My Edible Garden

I've been gardening for most of my life and have been a devoted fan of organic gardening the whole time. It just makes so much more sense to work in harmony with Mother Nature than to fight her. Besides which it is better for the planet and better for our bodies. Here you can see what I'm planting and harvesting, with gardening hints and resources thrown in for good measure.

Friday, April 14, 2017

Farmer Friday; Things are Exploding Around Here!

Cilantro in bloom
Whoa! Things have been crazy around here this week! The garden is exploding with produce, flowers are blooming, bees buzzing, pesky rats, mice and squirrels have all shown up (and wiped out several crops!) Chicks and ducklings are hatching and growing like crazy.

Cilantro, aka Chinese Parsley is entirely edible, root, leaves, flowers, seeds and all. The seeds are known as the spice Coriander, but there are varieties that are slower going to seed, that are grown for the leaves. Cilantro is sort of an acquired taste. I find you love it or hate it, but once you develop a taste for it you actually crave it. I often snack on it while working. Cilantro in my climate is a winter weed, growing well while it is cool and damp, then running to seed when it gets hot. I always leave a few plants to bloom even if I don't need the seed. Great bee and butterfly fodder and I often see a lot of ladybugs on the plants. Cilantro will not grow in the summer heat, in fact the seeds won't even germinate when the soil warms up.

Collard greens
This is probably the last week for this patch of collard greens, it is trying hard to go to seed and a lot of leaves were damaged in the heavy winds last week.

part of the small hoophouse
The little hoop house has a motley collection of chard, lettuces and potted seedlings. along with a couple of flowers and a flowering radish.

A giant red mustard and chard
A Giant Red Mustard volunteered in the chard bed and is going to seed. The chard is also trying to bolt. The nice thing about chard is that if you cut them back and give them some fresh compost they will go back to making leaves. These plants are over a year old.

I grew this snapdragon from a cutting. It is easy to do, after they are done blooming cut the stem back and when the new shoots are big enough cut them off and put in some fine potting soil or seed starting mix. Keep in the shade and keep moist. They will grow new roots quickly.

Scarlet Kale
I don't have enough of the Scarlet Kale to bunch by itself, so you will find a few leaves mixed in with the Red Russian for now.

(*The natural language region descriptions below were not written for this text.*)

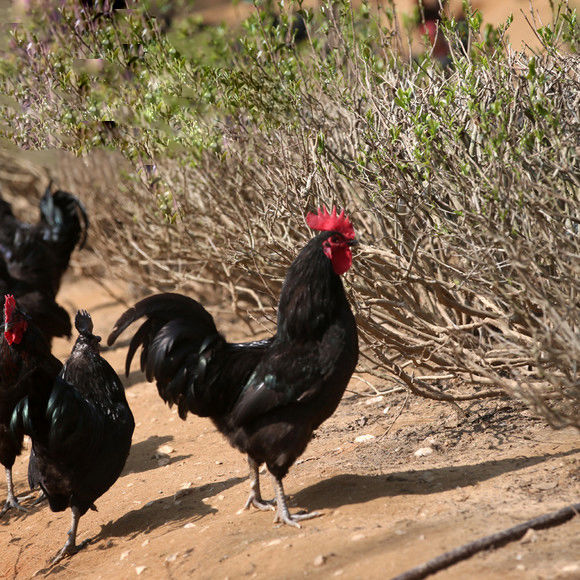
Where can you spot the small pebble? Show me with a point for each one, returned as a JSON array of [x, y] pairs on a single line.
[[319, 560], [364, 438], [423, 452], [165, 449]]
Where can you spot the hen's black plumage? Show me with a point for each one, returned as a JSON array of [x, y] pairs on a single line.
[[266, 397], [25, 360], [81, 429], [34, 258]]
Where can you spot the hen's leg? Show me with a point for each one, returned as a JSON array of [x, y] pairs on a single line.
[[70, 547], [283, 515], [255, 497], [11, 501]]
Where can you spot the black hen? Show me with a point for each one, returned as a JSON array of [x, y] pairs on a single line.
[[34, 258], [266, 397], [25, 360], [81, 429]]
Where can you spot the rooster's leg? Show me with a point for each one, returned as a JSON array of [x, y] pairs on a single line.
[[11, 501], [70, 547], [255, 497], [283, 515]]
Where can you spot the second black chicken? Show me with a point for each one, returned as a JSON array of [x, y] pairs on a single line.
[[81, 429]]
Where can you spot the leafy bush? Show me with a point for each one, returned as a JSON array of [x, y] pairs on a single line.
[[463, 182]]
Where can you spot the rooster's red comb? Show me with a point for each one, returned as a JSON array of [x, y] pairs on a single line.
[[331, 222], [9, 307]]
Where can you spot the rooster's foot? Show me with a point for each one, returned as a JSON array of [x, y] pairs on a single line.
[[283, 515], [69, 549], [259, 503], [12, 502]]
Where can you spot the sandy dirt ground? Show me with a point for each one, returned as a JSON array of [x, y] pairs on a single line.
[[175, 511]]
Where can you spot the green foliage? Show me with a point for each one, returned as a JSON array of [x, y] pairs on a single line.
[[464, 170]]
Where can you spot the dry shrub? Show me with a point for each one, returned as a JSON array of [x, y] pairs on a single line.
[[463, 186]]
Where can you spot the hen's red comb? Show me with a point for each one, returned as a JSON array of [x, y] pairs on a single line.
[[9, 306], [330, 222]]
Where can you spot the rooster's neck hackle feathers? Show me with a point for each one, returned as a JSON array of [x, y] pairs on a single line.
[[9, 307]]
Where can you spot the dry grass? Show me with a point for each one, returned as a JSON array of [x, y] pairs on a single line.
[[463, 186]]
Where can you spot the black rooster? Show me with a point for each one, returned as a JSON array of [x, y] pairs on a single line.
[[34, 258], [266, 397], [81, 429], [25, 359]]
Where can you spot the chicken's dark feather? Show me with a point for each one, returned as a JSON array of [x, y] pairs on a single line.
[[81, 429], [34, 258]]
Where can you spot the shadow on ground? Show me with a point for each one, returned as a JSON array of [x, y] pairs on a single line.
[[350, 488]]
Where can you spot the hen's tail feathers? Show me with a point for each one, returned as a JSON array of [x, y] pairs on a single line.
[[83, 322], [66, 218]]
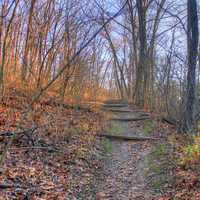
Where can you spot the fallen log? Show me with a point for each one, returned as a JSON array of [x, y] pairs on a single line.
[[128, 119], [169, 120], [127, 138], [115, 105], [117, 110]]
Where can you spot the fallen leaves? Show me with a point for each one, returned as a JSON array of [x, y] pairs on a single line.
[[60, 163]]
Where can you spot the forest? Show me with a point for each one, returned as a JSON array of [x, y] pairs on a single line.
[[99, 100]]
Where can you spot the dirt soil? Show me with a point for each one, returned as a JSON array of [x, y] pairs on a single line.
[[124, 167]]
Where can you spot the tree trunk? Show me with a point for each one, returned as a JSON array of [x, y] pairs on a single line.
[[188, 120]]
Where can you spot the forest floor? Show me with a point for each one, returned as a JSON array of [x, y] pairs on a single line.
[[125, 166], [58, 153]]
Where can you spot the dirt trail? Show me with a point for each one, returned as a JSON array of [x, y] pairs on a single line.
[[124, 168]]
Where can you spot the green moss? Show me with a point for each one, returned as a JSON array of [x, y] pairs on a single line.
[[158, 167], [114, 128], [107, 146]]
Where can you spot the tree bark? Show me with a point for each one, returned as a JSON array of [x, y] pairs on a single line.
[[188, 120]]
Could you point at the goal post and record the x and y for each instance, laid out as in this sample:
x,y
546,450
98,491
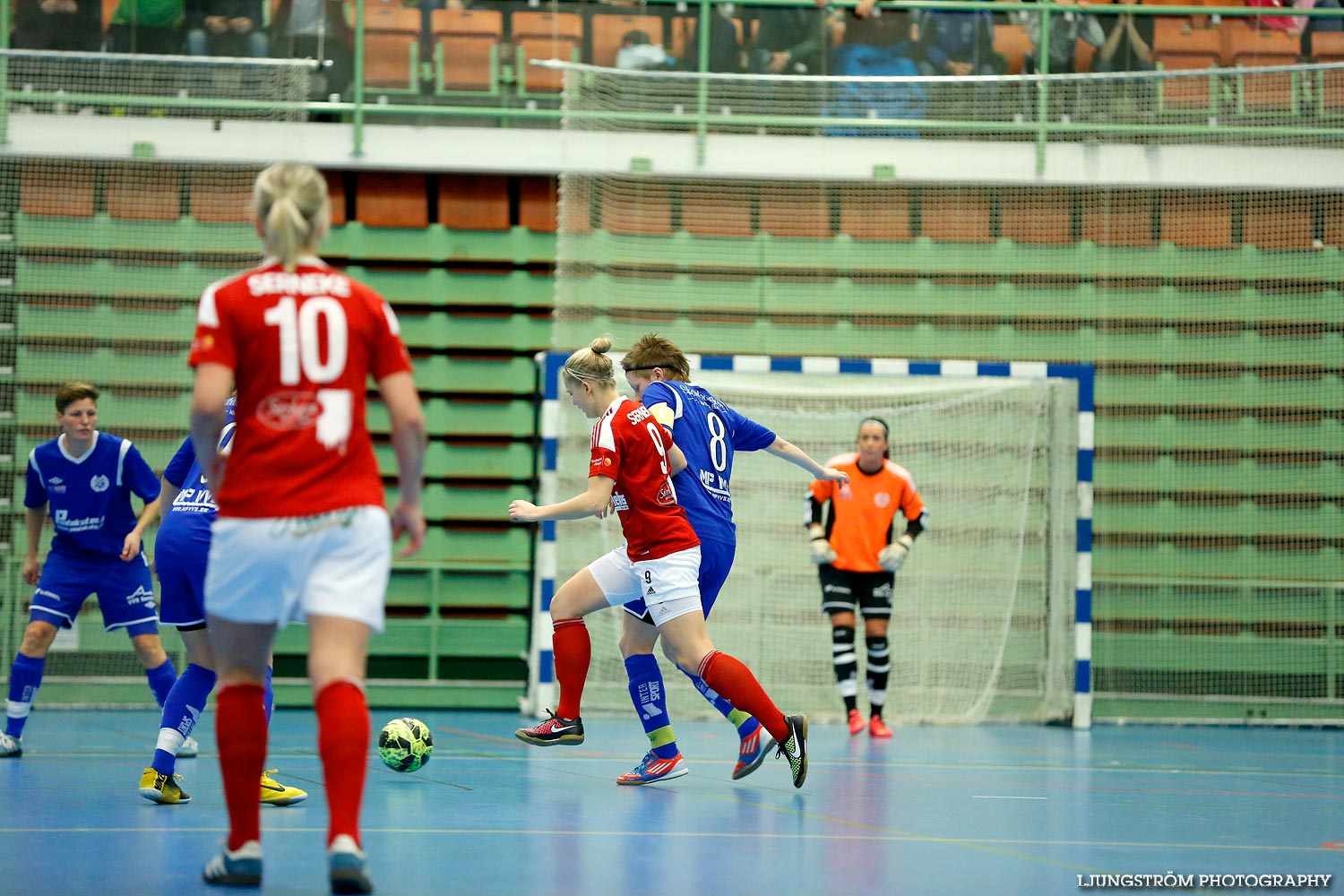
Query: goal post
x,y
991,616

Dahlia seedling at perfect size for transplanting
This dahlia seedling is at the perfect stage for transplanting. Note how it does have roots through out the space BUT it is not root bound. Set in a bigger pot or the ground it is ready to take off and keep growing. Any plant held in a too small pot too long will get root bound and then it will try and bloom at a small size, even if transplanted later it will never make as good a showing as when moved at the right time. I transplanted about 60 of these into one gallon pots this week. Dinner plate dahlias from Baker Creek Heirlooms.
Dahlias all potted up

mixing potting soil; peat moss, worm castings, perlite
Black Beauty Tomato blooming

assorted pepper plants in new pots
weeding the beets aka cutting greens for the chickens
radish and carrot sprouts
The kittens grew up
Sweet Magnolia, purple snap peas, blooming
picking snap peas
8 pounds and 12 ounces of snap peas
Ameraucana baby

1 comment:

  1. Whoa, that is a lot of snap peas. Looks like everything is growing fast and furiously, and it's amazing you have tomatoes blooming already.